Work-stealing
Little’s law
Given a stable system (i.e., input rate = output rate), the long-term average number of items in the system, $𝑁$, is equal to the average throughput, $\beta$, multiplied by the average time an item spends in the system, $\alpha$.
\[N = \alpha \cdot \beta\]Little’s law tells us how much data is in flight.
Example: Memory System
Arithmetic intensity
Given a program P, express number of operations per loaded data.
Arithmetic intensity \(A(n)=\frac {W(n)} {L(n)}= \frac {\text{num flops}} {\text{num bytes loaded}}\)
Advantage: very simple to calculate!
- Quite useful for basic algorithmic optimizations (but very limited)
Disadvantage: does not model the effect of a cache/scratchpad
- A cache would be able to serve many loads at highly reduced cost
Operational intensity refines this concept.
Operational intensity
Given a program $P$, assume cold (empty) cache
Operational intensity
\[I(n)=\frac {W(n)} {Q(n)}= \frac {\text{num flops}} {\text{bytes transferred between cache and RAM}}\]
Asymptotic bounds on 𝑰(n)
Assuming only compulsory misses (infinite cache size for simplicity)
Operation | $I(n)$ |
---|---|
Vector sum: $y = x + y$ | $O(1)$ |
Matrix-vector product: $y = Ax$ | $O(1)$ |
Fast Fourier transform | $O(\log n)$ |
Matrix-matrix product: $C = AB +C$ | $O(n)$ |
Balance principles I (Kung 1986)
Roofline model
Different optimizations can be represented as performance ceilings ⇒ you cannot break through a ceiling without performing the associated optimization.
Assume CPU performance $𝜋$ increases by a factor of $a$ (i.e., $a𝜋$), how to rebalance?
Algorithm/program model
Work: $W$ [number of ops]
Data movement: $𝑄_𝑚$ [byte] (mem cache)
\[\frac \pi \beta = \frac W {Q_m}=I\]How much do we need to increase the cache size, $𝛾$, to balance the increase in CPU performance?
Alpha-Beta model
Time taken to transfer data of size $n$:
\[T(n) = \frac n \beta+\alpha\]In some literature, $\beta $ describes inverse bandwidth, and the cost of transferring data grows linearly with $n$.
Balance Principles II
Objective: More detailed balance principles for multicores, assessment of hardware trends.
Derivation
Estimate $T_{mem}$ by dividing DAG into levels.
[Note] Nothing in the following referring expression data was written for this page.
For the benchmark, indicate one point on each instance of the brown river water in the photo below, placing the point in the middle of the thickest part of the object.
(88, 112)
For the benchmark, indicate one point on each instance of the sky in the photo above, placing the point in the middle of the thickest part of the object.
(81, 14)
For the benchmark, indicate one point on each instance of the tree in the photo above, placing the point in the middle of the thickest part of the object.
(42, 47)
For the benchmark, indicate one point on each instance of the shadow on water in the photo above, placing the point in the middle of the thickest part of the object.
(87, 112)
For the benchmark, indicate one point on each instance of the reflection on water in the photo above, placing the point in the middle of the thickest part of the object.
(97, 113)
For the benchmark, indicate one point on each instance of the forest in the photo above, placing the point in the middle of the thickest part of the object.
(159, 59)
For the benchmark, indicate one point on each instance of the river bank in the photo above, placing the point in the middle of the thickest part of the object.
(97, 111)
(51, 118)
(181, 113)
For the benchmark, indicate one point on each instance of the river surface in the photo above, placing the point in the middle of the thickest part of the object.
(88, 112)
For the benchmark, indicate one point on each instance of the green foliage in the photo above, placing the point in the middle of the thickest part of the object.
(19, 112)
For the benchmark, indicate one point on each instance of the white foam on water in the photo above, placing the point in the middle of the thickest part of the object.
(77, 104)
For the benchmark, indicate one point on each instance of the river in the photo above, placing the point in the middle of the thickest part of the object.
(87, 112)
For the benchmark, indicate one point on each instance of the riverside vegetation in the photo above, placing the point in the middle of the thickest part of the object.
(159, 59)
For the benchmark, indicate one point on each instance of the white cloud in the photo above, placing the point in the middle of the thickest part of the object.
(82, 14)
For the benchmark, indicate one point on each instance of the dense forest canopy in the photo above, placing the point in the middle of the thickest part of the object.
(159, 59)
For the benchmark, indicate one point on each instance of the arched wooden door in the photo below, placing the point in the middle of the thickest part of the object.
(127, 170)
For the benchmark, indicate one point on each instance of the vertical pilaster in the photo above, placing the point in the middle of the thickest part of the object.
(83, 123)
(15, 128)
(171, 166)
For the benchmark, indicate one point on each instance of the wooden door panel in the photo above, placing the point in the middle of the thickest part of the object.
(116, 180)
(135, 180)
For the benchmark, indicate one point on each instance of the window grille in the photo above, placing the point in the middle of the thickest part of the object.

\[Q_{\gamma,\lambda}=\sum^D_{i=1} q_i\]Then, apply alpha-beta model to each level:
\[T_{mem}\approx \sum^D_{i=1}(\frac {q_i \lambda} \beta + \alpha)=\alpha D+ \frac {Q\lambda} \beta\]Brent’s lemma:
\[T_{comp} \approx \frac {D+\frac W p}\pi\]Balance Principle
$T_{mem} \leq T_{comp}$
\[\frac {p \pi} {\beta} (1+\frac {\alpha \beta / \lambda} {Q/D}) \leq \frac {W} {Q\lambda} (1+\frac p {W/D})\]